Im Gegensatz dazu stickt Rayna Fahey aus Melbourne, Australien, ihre politischen Botschaften, wie den Protest gegen Immobilienspekulation, mit Gleichgesinnten auf Maschendrahtzäune, www.radicalcrossstitch.com.

Madga Sayeg aus Austin, Texas, gründete in Anlehnung an die Graffiti-Tradition die Gruppe Knitta, www. magdasayeg.com. Sie versieht die Stadtlandschaft mit Strickobjekten, viele entstehen im Kollektiv, weltweit gibt es bereits zahllose daran angelehnte Initiativen. Da werden nicht nur Laternenmaste, Autoantennen oder Parkuhren umgarnt, sondern auch Überwachungskameras mit Häubchen versehen.

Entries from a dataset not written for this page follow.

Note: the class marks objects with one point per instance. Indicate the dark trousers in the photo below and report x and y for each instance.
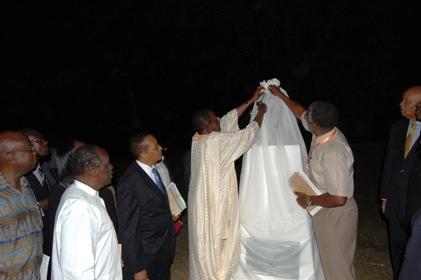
(155, 272)
(398, 237)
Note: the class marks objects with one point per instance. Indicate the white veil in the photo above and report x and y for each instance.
(277, 239)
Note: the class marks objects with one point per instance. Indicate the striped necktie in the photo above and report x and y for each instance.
(410, 137)
(158, 180)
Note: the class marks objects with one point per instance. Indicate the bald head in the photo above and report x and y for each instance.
(16, 153)
(410, 99)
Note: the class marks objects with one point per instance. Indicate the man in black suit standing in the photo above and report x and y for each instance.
(38, 181)
(145, 223)
(400, 156)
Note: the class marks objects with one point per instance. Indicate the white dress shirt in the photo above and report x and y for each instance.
(85, 242)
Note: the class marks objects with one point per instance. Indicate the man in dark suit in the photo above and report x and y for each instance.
(400, 155)
(413, 201)
(37, 179)
(411, 267)
(145, 223)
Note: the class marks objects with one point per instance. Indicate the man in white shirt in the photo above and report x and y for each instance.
(85, 243)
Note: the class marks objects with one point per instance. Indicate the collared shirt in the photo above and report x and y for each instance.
(417, 131)
(148, 170)
(330, 163)
(39, 174)
(20, 232)
(85, 242)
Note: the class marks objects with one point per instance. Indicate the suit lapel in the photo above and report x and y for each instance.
(149, 183)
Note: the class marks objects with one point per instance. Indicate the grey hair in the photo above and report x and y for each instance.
(82, 159)
(324, 114)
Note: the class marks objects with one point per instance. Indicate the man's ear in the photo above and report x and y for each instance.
(92, 171)
(10, 156)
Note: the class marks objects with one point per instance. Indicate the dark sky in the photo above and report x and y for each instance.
(102, 71)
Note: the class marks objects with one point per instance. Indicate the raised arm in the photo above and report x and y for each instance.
(294, 106)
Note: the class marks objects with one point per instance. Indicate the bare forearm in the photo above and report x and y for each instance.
(256, 95)
(243, 107)
(327, 200)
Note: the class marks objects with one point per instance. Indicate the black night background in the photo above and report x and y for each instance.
(102, 71)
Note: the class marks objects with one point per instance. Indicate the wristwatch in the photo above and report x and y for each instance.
(308, 201)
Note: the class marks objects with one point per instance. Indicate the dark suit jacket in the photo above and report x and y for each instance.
(396, 169)
(413, 202)
(41, 191)
(411, 267)
(145, 224)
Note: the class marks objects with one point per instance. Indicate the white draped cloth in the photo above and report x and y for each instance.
(277, 238)
(213, 212)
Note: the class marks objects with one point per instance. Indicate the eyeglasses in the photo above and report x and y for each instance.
(23, 150)
(31, 150)
(38, 140)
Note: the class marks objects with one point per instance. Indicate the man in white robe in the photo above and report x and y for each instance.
(277, 238)
(213, 216)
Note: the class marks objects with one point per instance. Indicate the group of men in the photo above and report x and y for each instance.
(86, 244)
(400, 191)
(214, 235)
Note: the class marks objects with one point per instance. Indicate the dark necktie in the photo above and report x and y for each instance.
(158, 180)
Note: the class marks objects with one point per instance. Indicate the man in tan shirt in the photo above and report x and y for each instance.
(330, 168)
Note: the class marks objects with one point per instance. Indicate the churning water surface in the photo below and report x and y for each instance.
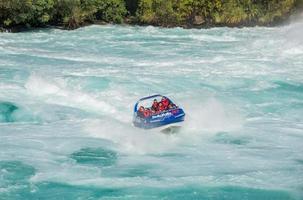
(66, 102)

In Deutschland stehen solche Initiativen noch am Anfang, eines der großen Ziele von Heide Helmhold von der Uni Köln ist es, einen Initialimpuls zu setzen und Strickaktivisten heranzuholen.

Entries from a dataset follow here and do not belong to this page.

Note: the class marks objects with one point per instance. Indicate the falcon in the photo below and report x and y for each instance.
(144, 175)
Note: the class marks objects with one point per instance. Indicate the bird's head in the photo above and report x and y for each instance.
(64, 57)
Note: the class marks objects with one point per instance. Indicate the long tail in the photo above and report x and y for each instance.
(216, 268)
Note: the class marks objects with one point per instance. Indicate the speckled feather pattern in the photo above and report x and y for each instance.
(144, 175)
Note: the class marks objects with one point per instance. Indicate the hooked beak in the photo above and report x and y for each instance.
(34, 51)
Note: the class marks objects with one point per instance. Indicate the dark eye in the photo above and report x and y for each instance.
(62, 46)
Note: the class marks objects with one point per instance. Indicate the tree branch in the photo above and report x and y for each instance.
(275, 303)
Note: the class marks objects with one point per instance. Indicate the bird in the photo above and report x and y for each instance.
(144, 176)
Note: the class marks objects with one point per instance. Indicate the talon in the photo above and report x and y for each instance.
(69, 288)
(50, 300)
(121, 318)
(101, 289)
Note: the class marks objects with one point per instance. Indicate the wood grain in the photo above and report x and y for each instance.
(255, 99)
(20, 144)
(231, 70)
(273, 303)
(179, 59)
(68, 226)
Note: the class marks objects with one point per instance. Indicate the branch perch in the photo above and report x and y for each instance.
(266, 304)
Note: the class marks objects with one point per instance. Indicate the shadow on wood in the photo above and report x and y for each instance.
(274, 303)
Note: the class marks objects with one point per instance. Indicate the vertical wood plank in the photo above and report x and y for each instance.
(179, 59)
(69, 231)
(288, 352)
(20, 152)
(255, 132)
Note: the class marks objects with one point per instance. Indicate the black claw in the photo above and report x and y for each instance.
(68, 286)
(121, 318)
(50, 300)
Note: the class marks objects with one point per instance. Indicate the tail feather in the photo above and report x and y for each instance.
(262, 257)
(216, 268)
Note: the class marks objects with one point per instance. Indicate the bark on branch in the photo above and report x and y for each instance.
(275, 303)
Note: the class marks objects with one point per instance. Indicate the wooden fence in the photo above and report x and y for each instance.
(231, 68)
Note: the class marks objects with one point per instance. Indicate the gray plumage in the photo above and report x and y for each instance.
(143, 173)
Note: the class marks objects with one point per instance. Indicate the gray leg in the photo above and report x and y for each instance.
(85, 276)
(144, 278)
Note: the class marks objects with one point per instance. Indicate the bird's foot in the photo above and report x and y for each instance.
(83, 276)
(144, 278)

All denjenigen, die nun alte Nadeln und Wollreste hervorholen und keine Topflappen oder Klorollenhüllen stricken wollen, sei als Anregung wärmstens Betsy Greers Internetseite www. craftivism.com (craft = Handwerk/-arbeit) empfohlen.

Unter der Rubrik «Documenting craftivism» finden sich wunderbare Beispiele, darunter der animierte Kurzfilm Don’t let it all unravel (Sieh zu, dass nicht alles auseinanderfällt) von Sarah Cox (auf Youtube), in der der Klimawandel das fein gestrickte und aufgewickelte Gefüge der Erde auftrennt und zerstört.